Editorial:Could this be a new reality?


As the country’s coronavirus case counts passes the 23,000 mark, the World Health Organization has acknowledged there is emerging evidence that the coronavirus can be spread by tiny particles suspended in the air.

The airborne transmission could not be ruled out in crowded, closed or poorly ventilated settings, the WHO notes. This follows an open letter from more than 200 scientists urging the world health body to acknowledge this possibility.

While the scientific debate rages, this means we ought to take nothing for granted. Even though WHO officials have cautioned the evidence is preliminary and requires further assessment.

For months, the WHO has insisted that Covid-19 is transmitted via droplets emitted when people cough or sneeze but there appears to be a new realization and we need to keep an open mind in the face of the spiraling new cases in the country that has set most people on tenterhooks.

A team of international scientists, including 239 health experts from 32 countries, has written an open letter to the WHO urging the organization to revise its recommendations for the spread of SARS-CoV-2, due to mounting evidence that the disease is airborne for more extended periods than the WHO advisory.

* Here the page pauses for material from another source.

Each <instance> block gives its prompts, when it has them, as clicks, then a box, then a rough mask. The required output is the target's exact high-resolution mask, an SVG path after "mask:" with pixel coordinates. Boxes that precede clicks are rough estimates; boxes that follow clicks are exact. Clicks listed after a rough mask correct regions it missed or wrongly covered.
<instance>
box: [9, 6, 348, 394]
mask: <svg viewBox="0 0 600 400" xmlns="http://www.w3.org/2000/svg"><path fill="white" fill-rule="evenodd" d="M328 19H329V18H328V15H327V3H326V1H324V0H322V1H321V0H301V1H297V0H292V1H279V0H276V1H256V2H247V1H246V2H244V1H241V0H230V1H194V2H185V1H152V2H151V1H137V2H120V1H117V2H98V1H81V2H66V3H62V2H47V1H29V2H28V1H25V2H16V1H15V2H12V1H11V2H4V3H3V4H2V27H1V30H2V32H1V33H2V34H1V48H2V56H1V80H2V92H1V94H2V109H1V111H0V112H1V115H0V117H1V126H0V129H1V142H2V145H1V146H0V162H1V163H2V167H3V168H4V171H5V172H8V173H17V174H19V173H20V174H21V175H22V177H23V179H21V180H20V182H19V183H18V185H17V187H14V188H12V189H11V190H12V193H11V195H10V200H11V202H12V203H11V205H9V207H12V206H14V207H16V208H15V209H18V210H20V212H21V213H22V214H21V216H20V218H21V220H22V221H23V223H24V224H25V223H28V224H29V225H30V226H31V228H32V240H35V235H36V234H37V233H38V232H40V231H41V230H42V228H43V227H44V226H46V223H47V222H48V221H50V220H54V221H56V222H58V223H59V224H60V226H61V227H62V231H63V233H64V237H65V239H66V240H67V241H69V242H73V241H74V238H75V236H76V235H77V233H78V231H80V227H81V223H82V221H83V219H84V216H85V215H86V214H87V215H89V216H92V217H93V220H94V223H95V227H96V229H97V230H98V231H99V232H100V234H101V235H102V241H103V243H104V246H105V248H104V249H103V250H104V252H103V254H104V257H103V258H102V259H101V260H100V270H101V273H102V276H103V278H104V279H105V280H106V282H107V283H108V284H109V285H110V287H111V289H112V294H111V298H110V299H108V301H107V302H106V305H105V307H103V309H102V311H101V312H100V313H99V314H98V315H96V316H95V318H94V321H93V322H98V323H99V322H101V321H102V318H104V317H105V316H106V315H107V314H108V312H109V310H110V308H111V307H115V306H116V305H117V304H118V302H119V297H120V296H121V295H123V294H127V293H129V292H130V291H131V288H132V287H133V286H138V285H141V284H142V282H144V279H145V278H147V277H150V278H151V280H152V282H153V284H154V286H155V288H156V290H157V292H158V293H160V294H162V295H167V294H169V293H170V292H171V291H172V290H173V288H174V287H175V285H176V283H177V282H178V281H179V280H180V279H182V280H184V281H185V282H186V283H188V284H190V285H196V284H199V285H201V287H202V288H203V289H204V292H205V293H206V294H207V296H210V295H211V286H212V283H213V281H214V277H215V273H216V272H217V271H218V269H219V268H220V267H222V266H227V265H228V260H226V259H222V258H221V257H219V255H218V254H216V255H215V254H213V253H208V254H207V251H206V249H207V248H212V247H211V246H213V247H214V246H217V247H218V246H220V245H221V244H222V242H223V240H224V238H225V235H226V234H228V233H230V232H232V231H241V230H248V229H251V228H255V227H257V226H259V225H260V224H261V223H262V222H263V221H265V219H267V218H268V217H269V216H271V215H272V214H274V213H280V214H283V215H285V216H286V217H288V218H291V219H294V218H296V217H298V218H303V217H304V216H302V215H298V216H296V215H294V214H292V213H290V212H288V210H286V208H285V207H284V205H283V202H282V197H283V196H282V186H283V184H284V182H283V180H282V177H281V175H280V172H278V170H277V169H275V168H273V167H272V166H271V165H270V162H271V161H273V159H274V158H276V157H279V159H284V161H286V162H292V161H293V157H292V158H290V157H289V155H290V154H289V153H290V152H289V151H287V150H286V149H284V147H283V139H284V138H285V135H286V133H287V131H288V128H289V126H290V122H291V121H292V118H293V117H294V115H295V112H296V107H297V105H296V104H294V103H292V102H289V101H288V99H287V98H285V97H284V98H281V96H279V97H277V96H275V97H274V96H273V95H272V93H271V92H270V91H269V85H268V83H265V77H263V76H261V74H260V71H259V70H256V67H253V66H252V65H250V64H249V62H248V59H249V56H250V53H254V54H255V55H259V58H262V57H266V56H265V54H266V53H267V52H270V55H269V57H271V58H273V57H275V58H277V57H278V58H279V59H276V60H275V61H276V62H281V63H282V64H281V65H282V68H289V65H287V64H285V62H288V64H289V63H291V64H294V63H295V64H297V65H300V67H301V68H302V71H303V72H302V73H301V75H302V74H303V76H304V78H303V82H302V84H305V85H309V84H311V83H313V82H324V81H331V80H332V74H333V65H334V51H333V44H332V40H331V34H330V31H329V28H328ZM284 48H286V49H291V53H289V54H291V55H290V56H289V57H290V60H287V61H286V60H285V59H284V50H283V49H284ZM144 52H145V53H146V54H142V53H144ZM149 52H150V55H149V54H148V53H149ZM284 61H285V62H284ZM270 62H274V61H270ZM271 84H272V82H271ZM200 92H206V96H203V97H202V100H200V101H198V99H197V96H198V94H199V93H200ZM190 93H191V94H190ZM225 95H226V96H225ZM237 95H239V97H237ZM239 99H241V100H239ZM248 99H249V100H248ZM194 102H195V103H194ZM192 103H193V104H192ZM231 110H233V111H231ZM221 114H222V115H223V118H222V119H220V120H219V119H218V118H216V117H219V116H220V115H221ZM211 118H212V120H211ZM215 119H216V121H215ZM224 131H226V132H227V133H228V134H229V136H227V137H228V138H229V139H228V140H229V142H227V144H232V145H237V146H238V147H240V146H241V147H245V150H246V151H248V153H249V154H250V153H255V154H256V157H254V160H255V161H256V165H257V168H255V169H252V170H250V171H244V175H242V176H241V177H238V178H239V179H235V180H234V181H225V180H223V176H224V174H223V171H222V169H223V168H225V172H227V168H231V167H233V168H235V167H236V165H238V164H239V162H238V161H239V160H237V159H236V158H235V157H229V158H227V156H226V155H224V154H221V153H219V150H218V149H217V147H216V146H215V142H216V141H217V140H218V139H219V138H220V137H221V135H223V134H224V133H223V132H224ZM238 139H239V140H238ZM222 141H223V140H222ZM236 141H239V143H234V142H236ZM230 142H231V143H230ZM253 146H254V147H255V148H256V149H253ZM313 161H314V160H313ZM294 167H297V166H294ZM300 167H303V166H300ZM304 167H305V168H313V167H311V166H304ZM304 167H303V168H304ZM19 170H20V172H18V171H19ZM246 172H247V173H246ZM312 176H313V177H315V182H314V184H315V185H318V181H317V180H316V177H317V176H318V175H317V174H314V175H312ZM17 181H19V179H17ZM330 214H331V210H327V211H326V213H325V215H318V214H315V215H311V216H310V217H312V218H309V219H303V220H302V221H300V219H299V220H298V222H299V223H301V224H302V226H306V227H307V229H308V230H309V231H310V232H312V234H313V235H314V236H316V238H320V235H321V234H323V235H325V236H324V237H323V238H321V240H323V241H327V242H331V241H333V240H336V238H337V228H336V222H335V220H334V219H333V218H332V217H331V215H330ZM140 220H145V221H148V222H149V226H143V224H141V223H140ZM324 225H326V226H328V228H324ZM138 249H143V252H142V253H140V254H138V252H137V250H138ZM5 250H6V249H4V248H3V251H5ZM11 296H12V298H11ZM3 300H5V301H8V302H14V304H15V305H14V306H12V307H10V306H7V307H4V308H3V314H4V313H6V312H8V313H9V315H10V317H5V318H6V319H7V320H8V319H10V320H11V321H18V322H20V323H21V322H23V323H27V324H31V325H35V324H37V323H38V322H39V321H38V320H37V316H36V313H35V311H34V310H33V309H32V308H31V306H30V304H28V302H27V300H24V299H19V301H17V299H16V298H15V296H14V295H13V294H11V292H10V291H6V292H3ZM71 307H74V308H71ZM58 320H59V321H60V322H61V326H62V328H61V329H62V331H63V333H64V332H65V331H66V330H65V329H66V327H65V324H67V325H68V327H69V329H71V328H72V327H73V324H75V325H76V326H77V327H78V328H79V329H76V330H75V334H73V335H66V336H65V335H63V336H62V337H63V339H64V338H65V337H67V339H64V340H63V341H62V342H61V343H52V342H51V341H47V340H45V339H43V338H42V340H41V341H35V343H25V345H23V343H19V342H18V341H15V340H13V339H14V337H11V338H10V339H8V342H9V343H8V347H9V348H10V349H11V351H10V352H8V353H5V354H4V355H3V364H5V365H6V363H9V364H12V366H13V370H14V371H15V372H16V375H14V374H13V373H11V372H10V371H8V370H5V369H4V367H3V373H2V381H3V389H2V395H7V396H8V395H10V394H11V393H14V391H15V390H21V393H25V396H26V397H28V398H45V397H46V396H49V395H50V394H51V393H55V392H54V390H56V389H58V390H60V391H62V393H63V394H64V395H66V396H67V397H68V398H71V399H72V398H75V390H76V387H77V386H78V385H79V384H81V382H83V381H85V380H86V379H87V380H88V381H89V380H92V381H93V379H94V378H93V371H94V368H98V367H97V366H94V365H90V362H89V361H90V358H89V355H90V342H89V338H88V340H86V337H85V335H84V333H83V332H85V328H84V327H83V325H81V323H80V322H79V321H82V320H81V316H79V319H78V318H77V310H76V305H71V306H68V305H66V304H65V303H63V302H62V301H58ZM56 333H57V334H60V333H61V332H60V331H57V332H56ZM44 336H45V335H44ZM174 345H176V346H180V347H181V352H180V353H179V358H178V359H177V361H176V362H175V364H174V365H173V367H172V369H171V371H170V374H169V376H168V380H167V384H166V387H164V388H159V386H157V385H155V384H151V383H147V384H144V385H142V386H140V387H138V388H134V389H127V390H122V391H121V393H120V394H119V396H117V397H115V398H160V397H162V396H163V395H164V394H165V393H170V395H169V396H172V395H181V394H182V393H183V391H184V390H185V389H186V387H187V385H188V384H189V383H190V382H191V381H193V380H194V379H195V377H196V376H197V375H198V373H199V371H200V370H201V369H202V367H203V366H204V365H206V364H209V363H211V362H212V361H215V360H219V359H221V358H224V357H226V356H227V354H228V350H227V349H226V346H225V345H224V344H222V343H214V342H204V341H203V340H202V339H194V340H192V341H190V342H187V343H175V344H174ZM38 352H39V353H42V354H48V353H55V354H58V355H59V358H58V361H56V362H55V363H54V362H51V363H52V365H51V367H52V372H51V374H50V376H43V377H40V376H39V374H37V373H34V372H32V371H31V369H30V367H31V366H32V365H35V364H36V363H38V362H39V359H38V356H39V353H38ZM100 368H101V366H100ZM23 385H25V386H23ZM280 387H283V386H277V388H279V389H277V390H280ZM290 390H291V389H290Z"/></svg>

The letter was reported by the Los Angeles Times and the New York Times this week. The scientists said that multiple studies demonstrate that aerosols can stay in the air for long periods, traveling long distances.

“We are 100 percent sure about this,” Lidia Morawska, a Professor in the School of Earth and Atmospheric Sciences, Faculty of Science & Engineering, Queensland University of Technology (QUT) in Brisbane, Australia, told the Los Angeles Times.

“Studies by the signatories and other scientists have demonstrated beyond any reasonable doubt that viruses are exhaled in microdroplets small enough to remain aloft in the air and pose a risk of exposure beyond 1 to 2m by an infected person,” Professor Morawska said.

Hence, we are being told to avoid overcrowding, particularly in public transport and public buildings. That is why some of us are worried that public transport owners are failing to observe social distancing.

Also, events like mass registration for both the new voters register and the Ghana Card could be a conduit for further spikes, if this finding proves to be true. We must exercise the greatest caution.